Augustine entraîne Camille vers l’escalier. Le garde-corps à la peinture écaillée s’ébranche lorsqu’elle pose la main sur la rampe de bois, il semble tenir par un subtil équilibre, libre de tout attachement, une adaptation des rouilles aux frôlements délicats des doigts d’Augustine plus appuyés à mesure de la montée, devenu si fragile qu’il ne pourrait parer une chute mais elle n’y prête attention, elle regarde le palier enlacé de clarté poudrée que la grande fenêtre magnifie, délaisse les angles du plafond, ce plafond désormais hors d’atteinte, l’abandonne aux ombres diaphanes et aux toiles d’araignées vibrants sous les courants d’air. Posant délicatement les pieds sur les marches usées, Camille longe le mur où d’anciens tableaux se sont échappés, n’exposant plus que leurs empreintes jaunies, observe l’ascension d’Augustine, les miroirs de silence et les fissures au plafond, elle grimpe sans savoir ce que cachent les hautes portes closes du palier supérieur, les imagine écrins d’impalpables secrets, de fantômes enfouis sous des tapis d’un autre temps.
Elle sursaute.
Un oiseau perdu piaille, cherchant l’échappée vers le rez-de-chaussée.
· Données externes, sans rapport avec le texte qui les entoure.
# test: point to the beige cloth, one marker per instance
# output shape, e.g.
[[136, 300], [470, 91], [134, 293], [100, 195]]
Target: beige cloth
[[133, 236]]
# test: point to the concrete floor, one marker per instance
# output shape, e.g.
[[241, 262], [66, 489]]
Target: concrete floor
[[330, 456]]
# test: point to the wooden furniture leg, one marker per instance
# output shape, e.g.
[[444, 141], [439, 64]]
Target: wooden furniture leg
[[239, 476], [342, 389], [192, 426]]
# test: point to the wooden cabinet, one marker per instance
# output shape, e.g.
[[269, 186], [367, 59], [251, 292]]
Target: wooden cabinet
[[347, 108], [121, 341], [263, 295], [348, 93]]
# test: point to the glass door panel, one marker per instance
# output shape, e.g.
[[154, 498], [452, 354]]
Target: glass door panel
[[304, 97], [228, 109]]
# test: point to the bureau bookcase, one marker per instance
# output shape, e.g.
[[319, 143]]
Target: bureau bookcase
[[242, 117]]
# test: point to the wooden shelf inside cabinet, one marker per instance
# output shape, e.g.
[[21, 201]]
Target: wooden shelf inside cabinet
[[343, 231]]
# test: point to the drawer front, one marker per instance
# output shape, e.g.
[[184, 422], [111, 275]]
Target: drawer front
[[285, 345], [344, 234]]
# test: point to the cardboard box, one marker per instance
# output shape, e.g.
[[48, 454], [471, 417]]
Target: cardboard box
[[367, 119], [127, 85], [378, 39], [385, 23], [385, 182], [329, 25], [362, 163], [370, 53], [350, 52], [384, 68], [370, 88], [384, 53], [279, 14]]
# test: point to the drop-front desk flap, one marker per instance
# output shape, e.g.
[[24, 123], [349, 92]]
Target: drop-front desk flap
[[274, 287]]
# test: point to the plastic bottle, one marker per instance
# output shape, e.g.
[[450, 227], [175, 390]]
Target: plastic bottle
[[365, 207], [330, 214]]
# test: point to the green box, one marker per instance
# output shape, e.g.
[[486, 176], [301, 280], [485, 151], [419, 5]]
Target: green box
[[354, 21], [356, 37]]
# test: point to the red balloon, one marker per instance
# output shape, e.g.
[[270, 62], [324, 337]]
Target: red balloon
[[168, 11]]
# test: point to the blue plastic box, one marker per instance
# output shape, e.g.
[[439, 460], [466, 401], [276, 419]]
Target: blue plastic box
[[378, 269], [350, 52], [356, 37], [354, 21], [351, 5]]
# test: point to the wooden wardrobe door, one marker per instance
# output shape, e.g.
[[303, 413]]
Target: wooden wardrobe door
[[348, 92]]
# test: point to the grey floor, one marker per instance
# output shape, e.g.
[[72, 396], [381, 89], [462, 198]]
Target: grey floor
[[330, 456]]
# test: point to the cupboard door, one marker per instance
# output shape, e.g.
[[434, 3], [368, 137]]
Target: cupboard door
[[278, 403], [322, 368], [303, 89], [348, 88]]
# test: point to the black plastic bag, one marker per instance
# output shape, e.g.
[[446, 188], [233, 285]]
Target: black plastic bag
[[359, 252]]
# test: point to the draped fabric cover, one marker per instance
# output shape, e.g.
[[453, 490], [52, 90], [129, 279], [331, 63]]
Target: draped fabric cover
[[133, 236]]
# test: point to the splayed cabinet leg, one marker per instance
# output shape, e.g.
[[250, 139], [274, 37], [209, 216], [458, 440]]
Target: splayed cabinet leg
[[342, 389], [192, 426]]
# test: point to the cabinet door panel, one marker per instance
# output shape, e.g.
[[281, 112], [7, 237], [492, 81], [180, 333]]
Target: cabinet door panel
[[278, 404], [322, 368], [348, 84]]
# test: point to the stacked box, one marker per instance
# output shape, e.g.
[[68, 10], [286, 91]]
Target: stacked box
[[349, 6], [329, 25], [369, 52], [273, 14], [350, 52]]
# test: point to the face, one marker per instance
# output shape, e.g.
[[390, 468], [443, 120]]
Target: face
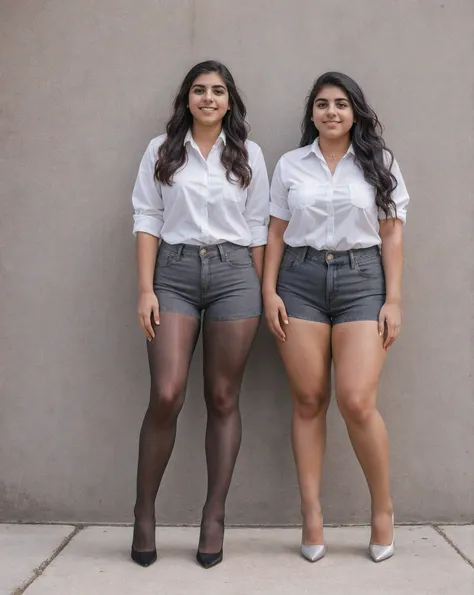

Augustine la conduit vers la pièce au fond du couloir. Accrochés à l’un des murs à la tapisserie passée s’exposent des dizaines de photos de famille proche ou lointaine, d’amis d’enfance, de clients de passages dont on a oublié le nom, des clichés en noir et blanc, très peu en couleur, à la luminosité voilée par le passage du temps, une foule d’ombres prisonnières de cadres de bois sculptés, vernis ou bien dorés, la plupart en portrait, certains pas plus grands qu’une pièce d’identité où les hommes en costume sombre tiennent le bras de femmes bien coiffées, où l’âge courbe les épaules des hommes âgés, où les enfants turbulents détournent le regard de leurs mères. Des tableaux de coquelicots flamboyants, horizons azurés, bateaux colorés, s’intercalent dans des espaces qui auraient pu rester vides, ponctuant de touches vives la bichromie des portraits, accentuant la profusion des poses et des regards pour garder tout près, dans la pièce la plus intime, sa chambre, la multitude des liens, des plus ténus aux plus éternels, pour ne pas oublier, parcourir sa vie depuis le pied de son lit. Augustine le dit à Camille : « ça me permet de ne pas les oublier ».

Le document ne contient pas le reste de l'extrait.